After thinking that visiting a foreign planet would make for a nice Spring Break activity, one alien family is desperately trying to leave the place they are now calling “the armpit of the Universe.”
Speaking on condition of anonymity, due to what he termed a “misunderstanding” with the United States FBI, the family’s evident patriarch bemoaned his brood’s predicament.
“We had heard such nice things about this place from our friends,” he commented. “I guess if you’ve only been to Mars, you think pretty much anywhere is ‘literally paradise.’”
He went on to speak of empty supermarket shelves, high prices, understaffed stores and restaurants, and “a planet full of idiot drivers who apparently haven’t invented the turn signal yet.”
The family planned to cut the vacation short after the disappointing first few days, but they say they have found themselves unable to buy fuel.

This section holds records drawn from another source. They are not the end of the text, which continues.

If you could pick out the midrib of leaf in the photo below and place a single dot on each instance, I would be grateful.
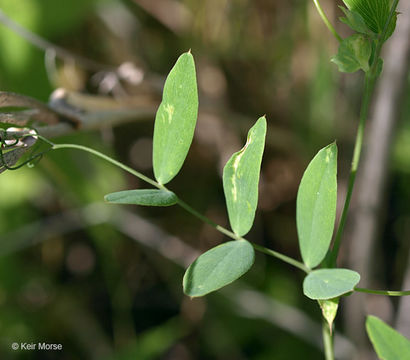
(322, 182)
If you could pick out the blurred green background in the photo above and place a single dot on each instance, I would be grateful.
(106, 281)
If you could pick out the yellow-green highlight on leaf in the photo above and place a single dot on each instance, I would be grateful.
(218, 267)
(325, 284)
(316, 206)
(354, 54)
(388, 343)
(329, 310)
(175, 119)
(374, 12)
(145, 197)
(241, 179)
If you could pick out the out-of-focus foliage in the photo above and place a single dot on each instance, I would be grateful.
(101, 279)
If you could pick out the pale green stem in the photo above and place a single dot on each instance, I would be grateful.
(326, 21)
(327, 341)
(370, 80)
(107, 158)
(368, 91)
(181, 203)
(384, 292)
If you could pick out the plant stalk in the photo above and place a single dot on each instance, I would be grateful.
(368, 91)
(326, 21)
(383, 292)
(180, 202)
(327, 341)
(369, 84)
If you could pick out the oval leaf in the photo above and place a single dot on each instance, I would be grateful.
(388, 343)
(241, 179)
(149, 197)
(175, 120)
(218, 267)
(316, 206)
(326, 284)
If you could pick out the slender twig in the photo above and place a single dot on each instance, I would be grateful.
(327, 341)
(107, 158)
(383, 292)
(326, 21)
(368, 91)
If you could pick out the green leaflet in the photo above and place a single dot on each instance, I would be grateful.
(355, 21)
(374, 13)
(388, 343)
(329, 310)
(218, 267)
(175, 120)
(148, 197)
(316, 206)
(354, 54)
(324, 284)
(241, 179)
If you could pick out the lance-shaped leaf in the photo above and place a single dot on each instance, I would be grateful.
(146, 197)
(316, 206)
(218, 267)
(374, 13)
(241, 179)
(326, 284)
(175, 120)
(354, 54)
(388, 343)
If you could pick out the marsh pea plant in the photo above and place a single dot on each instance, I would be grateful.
(372, 21)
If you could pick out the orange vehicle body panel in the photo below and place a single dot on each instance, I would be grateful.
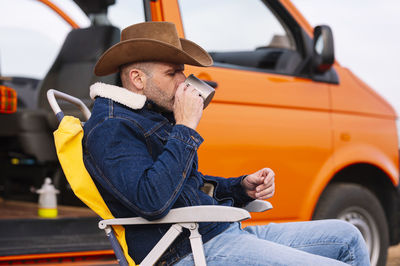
(61, 13)
(319, 128)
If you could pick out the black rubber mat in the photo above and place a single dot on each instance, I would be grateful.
(36, 236)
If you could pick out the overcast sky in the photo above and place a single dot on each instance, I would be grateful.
(366, 34)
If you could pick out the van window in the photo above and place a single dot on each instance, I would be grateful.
(240, 33)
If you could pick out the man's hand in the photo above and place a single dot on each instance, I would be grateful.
(260, 185)
(188, 106)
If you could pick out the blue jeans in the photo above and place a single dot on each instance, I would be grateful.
(324, 242)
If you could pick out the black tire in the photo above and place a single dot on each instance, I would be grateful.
(357, 205)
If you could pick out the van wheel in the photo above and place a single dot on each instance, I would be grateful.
(358, 206)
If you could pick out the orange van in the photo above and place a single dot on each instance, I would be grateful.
(282, 101)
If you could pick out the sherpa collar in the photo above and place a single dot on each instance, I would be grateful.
(118, 94)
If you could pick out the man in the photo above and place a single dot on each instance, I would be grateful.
(140, 147)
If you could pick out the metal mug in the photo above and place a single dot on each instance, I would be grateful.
(205, 91)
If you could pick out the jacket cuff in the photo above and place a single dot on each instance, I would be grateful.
(186, 135)
(240, 195)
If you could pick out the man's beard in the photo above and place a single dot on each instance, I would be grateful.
(158, 96)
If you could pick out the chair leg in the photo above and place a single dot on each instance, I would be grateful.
(174, 231)
(197, 246)
(119, 254)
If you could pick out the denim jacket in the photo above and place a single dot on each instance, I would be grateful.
(144, 165)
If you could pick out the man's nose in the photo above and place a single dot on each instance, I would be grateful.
(181, 77)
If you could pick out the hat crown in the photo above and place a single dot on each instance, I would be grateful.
(158, 31)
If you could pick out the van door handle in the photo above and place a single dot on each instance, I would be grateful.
(211, 83)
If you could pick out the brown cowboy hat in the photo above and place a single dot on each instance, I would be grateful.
(151, 41)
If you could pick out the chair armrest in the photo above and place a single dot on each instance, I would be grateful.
(258, 206)
(194, 214)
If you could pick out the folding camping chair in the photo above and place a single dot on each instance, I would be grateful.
(68, 141)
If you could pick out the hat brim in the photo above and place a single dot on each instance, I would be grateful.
(141, 50)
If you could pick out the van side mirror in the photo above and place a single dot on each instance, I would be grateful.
(323, 50)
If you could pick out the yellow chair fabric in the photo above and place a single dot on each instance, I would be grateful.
(68, 141)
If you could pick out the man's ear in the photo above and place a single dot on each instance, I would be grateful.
(137, 78)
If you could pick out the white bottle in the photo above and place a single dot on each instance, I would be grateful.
(47, 200)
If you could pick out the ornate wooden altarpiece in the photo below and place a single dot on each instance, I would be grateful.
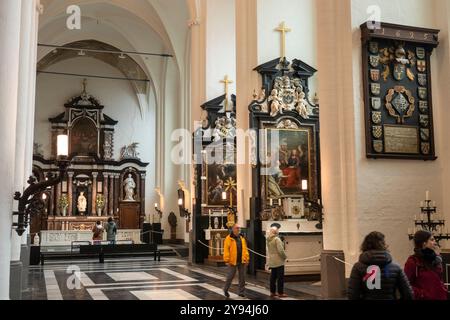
(286, 137)
(397, 91)
(215, 173)
(93, 172)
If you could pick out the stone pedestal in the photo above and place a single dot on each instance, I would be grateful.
(333, 275)
(15, 278)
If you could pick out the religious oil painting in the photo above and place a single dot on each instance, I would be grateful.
(84, 138)
(288, 162)
(221, 178)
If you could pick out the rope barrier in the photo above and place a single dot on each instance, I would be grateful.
(342, 261)
(259, 254)
(142, 233)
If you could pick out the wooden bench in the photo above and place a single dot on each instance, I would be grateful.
(102, 250)
(114, 250)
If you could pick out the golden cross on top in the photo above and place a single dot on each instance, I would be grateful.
(84, 85)
(283, 30)
(227, 82)
(230, 185)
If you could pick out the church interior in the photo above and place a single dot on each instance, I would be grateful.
(137, 136)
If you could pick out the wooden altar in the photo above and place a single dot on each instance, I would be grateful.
(93, 175)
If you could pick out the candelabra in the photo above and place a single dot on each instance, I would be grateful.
(158, 212)
(430, 221)
(30, 201)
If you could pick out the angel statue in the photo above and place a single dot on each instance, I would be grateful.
(129, 186)
(403, 62)
(129, 152)
(276, 105)
(302, 108)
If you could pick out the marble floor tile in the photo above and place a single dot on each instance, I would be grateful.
(130, 276)
(165, 294)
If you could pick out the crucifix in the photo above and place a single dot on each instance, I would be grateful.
(230, 185)
(226, 81)
(283, 30)
(84, 85)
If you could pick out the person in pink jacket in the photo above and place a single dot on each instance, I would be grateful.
(424, 269)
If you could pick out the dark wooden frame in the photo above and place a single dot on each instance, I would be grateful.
(420, 37)
(200, 217)
(260, 119)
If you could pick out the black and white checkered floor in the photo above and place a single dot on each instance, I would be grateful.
(137, 279)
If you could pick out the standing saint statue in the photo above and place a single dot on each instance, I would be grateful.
(129, 186)
(82, 203)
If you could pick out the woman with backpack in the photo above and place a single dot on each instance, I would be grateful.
(424, 268)
(375, 276)
(97, 232)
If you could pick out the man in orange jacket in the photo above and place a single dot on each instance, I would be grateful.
(237, 258)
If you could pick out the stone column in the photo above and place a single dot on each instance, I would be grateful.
(337, 135)
(197, 69)
(94, 193)
(111, 194)
(52, 202)
(69, 192)
(246, 81)
(142, 199)
(10, 17)
(116, 187)
(105, 192)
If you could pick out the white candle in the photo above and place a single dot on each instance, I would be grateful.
(304, 185)
(62, 145)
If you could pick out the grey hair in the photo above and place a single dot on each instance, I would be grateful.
(274, 231)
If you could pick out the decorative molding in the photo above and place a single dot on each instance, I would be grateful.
(194, 22)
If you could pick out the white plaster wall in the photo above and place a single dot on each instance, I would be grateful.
(221, 47)
(120, 103)
(389, 191)
(299, 15)
(172, 171)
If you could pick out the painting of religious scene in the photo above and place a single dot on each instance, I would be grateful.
(84, 138)
(221, 178)
(288, 162)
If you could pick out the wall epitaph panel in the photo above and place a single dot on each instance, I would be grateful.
(215, 174)
(397, 91)
(97, 186)
(285, 156)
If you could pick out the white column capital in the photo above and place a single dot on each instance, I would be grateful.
(193, 23)
(39, 7)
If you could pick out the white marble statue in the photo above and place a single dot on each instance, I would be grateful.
(82, 203)
(129, 186)
(216, 223)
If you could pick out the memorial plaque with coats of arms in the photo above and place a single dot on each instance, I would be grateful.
(397, 91)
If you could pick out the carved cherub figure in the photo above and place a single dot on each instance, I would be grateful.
(275, 106)
(302, 108)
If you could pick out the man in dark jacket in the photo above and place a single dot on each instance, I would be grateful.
(111, 230)
(375, 276)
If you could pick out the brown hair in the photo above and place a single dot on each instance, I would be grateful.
(374, 241)
(421, 237)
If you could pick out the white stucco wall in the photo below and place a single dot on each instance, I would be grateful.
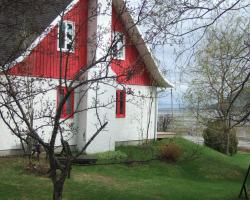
(43, 103)
(138, 124)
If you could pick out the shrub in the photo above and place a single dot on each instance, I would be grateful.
(215, 137)
(170, 152)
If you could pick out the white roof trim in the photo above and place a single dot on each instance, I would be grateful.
(141, 46)
(43, 35)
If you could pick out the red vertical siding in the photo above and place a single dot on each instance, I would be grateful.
(44, 60)
(132, 70)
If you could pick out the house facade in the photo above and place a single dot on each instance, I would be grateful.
(76, 43)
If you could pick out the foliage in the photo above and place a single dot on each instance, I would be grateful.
(170, 152)
(163, 122)
(215, 136)
(213, 176)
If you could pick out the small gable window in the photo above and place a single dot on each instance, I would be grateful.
(120, 103)
(66, 36)
(118, 50)
(68, 107)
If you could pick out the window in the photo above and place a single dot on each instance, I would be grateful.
(68, 107)
(120, 103)
(66, 34)
(118, 50)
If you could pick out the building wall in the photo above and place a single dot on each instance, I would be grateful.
(45, 59)
(44, 104)
(138, 124)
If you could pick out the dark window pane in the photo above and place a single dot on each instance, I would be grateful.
(117, 102)
(69, 105)
(121, 102)
(61, 95)
(62, 35)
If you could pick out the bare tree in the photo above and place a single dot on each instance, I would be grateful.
(221, 76)
(25, 104)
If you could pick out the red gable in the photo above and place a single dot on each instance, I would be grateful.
(132, 62)
(44, 60)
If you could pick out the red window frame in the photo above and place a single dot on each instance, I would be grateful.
(120, 103)
(68, 107)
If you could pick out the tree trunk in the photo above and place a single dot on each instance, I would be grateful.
(228, 143)
(58, 190)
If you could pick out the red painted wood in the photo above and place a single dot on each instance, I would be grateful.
(44, 60)
(119, 112)
(132, 70)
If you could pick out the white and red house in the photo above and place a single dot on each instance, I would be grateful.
(132, 116)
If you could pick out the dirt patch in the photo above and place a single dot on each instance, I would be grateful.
(244, 149)
(98, 178)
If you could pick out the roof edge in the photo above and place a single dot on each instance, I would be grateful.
(141, 46)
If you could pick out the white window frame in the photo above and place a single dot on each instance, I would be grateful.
(66, 41)
(123, 49)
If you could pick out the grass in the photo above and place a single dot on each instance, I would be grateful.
(200, 174)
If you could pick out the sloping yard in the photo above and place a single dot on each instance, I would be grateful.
(200, 174)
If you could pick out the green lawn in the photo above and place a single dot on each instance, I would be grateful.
(201, 173)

“An extra dollar per gallon of regular gas might not seem like much when you’re only going a few miles,” the father noted, “but for interplanetary travel, these prices are just impossible to afford. And forget about even finding any diesel. You people tell us to ‘just buy electric vehicles,’ but Elon Musk hasn’t even put Tesla plants on our planet yet.”
The alien man finished with a huff, “That Musk dude is the only thing you guys have going for you here, honestly. You should have him just take over everything. Has he thought of doing that?”